Does it kind of sound like this? http://www.youtube.com/watch?v=a8s6FgZMr1g. If so that is the baby cockatiel "wants fed" noise. He might be making the noise for attention or comfort, you can feed him some seed or a treat from your hand while he makes the noise and see if he calms down.


If he was younger and recently weaned it could be an indication that he has regressed and would need further hand feeding but at 5 months old its probably just an attention thing.


----------



## JaimeS (Nov 28, 2011)

Your description sounds like the noise a baby cockatiel makes when begging for food, but that shouldn't be the case since he is 5 months old.  Are you sure about his age?

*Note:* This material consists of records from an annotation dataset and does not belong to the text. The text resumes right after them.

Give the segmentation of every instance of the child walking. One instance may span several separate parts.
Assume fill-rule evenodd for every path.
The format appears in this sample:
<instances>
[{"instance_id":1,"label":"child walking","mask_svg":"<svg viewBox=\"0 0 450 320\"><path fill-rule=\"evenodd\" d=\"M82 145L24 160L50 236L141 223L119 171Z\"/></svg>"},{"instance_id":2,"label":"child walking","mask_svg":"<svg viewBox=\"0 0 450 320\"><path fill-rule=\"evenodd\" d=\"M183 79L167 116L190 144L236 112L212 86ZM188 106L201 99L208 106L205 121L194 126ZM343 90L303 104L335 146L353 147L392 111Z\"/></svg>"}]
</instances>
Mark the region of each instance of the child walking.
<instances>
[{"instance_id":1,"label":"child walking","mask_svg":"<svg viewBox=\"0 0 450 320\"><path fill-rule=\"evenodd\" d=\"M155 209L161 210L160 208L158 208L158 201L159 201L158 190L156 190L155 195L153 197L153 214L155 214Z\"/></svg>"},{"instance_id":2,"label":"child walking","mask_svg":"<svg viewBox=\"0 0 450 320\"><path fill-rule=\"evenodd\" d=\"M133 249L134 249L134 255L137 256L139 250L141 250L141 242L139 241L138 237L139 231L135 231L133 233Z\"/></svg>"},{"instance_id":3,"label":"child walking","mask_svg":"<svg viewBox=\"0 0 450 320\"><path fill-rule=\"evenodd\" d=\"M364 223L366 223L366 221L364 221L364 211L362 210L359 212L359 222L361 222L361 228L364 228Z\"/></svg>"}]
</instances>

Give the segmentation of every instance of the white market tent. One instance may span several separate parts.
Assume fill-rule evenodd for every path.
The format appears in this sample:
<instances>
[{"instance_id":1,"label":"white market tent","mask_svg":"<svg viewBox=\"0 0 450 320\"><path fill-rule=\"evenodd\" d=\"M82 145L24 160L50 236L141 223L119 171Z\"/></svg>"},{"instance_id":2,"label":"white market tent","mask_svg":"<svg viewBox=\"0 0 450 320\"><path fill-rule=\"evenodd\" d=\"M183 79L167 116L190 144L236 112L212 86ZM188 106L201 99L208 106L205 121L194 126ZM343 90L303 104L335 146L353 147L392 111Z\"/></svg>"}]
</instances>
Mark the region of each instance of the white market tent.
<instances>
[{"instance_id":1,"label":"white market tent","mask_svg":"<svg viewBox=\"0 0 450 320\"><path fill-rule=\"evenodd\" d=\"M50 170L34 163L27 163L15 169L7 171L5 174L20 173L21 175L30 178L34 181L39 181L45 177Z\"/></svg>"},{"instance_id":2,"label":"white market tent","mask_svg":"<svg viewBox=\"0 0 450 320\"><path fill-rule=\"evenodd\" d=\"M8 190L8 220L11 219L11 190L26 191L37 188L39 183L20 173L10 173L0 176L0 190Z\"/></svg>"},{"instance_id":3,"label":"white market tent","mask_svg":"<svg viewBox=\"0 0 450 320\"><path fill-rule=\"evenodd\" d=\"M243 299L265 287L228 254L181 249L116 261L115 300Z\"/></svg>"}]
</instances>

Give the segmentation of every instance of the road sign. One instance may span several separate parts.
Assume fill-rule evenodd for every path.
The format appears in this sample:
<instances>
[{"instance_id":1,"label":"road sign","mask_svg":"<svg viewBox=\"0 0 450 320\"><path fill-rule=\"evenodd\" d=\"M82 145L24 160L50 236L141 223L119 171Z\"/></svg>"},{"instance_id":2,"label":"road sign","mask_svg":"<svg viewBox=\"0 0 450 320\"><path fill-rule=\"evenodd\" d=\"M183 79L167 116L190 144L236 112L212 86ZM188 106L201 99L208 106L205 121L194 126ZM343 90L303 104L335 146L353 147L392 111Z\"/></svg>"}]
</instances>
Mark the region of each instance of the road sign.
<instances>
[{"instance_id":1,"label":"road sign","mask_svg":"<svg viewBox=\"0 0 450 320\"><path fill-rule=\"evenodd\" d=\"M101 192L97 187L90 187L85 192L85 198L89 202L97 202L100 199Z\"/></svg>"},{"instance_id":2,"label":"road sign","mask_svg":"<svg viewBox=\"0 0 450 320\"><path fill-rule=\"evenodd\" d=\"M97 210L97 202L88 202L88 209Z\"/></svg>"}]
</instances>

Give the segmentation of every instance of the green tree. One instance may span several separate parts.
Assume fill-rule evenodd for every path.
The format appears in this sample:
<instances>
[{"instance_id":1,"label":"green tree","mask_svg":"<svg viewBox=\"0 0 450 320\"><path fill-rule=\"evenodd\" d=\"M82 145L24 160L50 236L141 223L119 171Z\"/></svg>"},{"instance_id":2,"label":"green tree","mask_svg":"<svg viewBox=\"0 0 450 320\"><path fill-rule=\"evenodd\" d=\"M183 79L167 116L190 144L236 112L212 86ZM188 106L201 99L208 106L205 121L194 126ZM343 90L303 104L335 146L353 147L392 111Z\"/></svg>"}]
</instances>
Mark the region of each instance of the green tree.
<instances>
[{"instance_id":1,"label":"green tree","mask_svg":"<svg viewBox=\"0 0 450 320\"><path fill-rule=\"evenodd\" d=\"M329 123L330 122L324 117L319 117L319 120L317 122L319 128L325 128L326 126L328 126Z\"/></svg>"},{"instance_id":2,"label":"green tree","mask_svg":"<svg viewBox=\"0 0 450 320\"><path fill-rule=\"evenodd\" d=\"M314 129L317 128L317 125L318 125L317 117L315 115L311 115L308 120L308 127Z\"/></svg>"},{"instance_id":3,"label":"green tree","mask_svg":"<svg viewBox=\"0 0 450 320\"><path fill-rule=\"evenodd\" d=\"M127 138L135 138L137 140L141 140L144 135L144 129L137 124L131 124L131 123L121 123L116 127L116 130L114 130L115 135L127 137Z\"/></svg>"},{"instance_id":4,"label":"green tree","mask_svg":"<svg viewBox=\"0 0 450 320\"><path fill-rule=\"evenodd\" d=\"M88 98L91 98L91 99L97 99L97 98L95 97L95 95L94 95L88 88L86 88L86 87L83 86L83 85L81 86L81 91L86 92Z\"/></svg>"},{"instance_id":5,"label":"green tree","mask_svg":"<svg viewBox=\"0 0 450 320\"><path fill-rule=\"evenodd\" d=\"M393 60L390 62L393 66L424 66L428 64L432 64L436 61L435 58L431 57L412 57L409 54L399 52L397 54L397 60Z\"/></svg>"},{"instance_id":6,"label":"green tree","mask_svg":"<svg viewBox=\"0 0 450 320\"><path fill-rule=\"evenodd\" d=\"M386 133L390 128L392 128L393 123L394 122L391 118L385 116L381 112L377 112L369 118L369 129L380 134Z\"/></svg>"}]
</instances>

Here is an example of a baby begging: 

http://www.youtube.com/watch?v=1jeMuDOdpxk Does it sound like that?

I am sure someone more knowlegeable can help you if this isn't the noise! It would help if you could get a recording of it


----------



## JaimeS (Nov 28, 2011)

lol...sarah, we must have been responding at the same time!


----------



## MeghanNichol (Mar 2, 2012)

JaimeS that is the exact noise! The breeder I got him from said he was about 5 months old when I adopted him last week. I'll start ignoring it and see what happens. I know he isn't hungry or thirsty because he eat/drinks A LOT.


----------



## JaimeS (Nov 28, 2011)

Like Sarah said, he may just be doing it for attention and comfort. I have a baby who is fully weaned but still makes this noise when he wants me to rub his head and while I am rubbing him which I think is sweet but it would drive me crazy if it were constant! Hopefully your little Ziggy will grow out of this!


----------



## MeghanNichol (Mar 2, 2012)

I hope so.. It's not like he is deprived of attention and love. ha! He is out of his cage for most of the day and constantly sitting on me. I just hate the sound because it seems like he is upset!


----------



## JaimeS (Nov 28, 2011)

Have you tried feeding him something from your hand when he is doing this? It may comfort him some.


----------



## MeghanNichol (Mar 2, 2012)

He usually eats in a small bowl on my lap. I hand fed him the first few days I had him but switched him to the bowl because he is so clumsy and doesn't have very good balance, ha.


----------



## Szafije (Jun 8, 2011)

Skye did the same for the first few weeks, gave me the screech all the time, it can be a habit and hopefully he will grow out of it, just make sure he is happy and well fed


----------